Wahyu pertama yang turun kepada Nabi Muhammad SAW berupa QS. Al-Alaq memerintahkan kita untuk membaca. Bukan hanya membaca secara literal atau tekstual tentang suatu fenomena, namun juga membaca secara kontekstual, luas, dan menyeluruh di segala aspek. Melakukan pengkajian secara mendalam tentang alam semesta.

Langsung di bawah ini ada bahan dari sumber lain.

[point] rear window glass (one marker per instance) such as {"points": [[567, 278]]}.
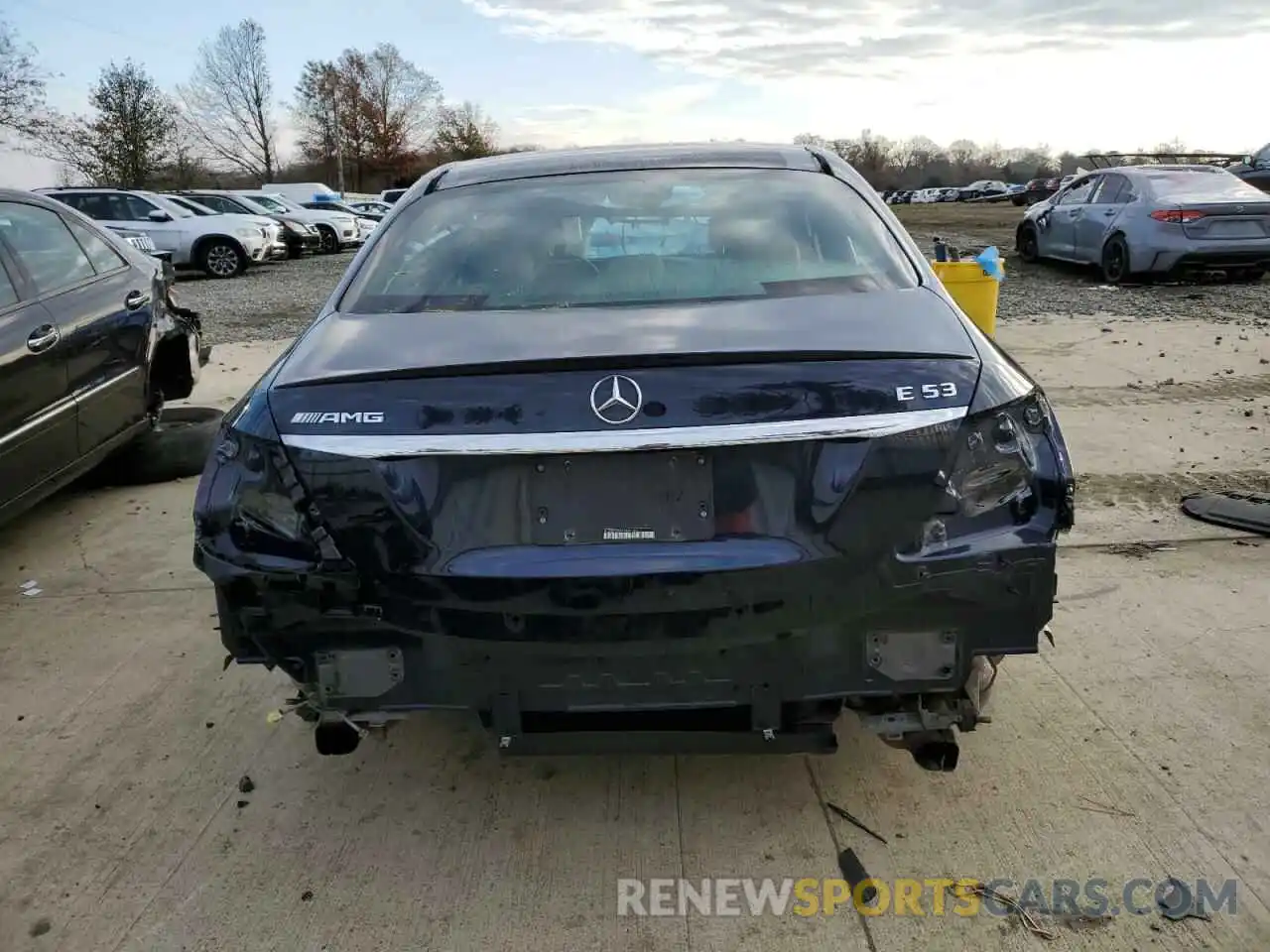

Haedar mengutip sebuah ayat yang berbunyi “Sesungguhnya Allah tidak akan mengubah nasib suatu kaum, hingga kaum tersebut mengubah nasibnya sendiri”. Menurutnya, seorang Muslim harus memiliki etos untuk mengubah keadaan, dari yang tertinggal menjadi maju, dan dari keadaan yang maju menjadi lebih maju lagi. Karena maju atau mundurnya umat Islam dan bangsa Indonesia tergantung kepada manusia yang ada di dalamnya.
“Ayat-ayat tersebut merupakan mesin pendorong bagi kita untuk maju, memperbarui, membangun, dan bertransformasi melakukan perubahan,” ujarnya.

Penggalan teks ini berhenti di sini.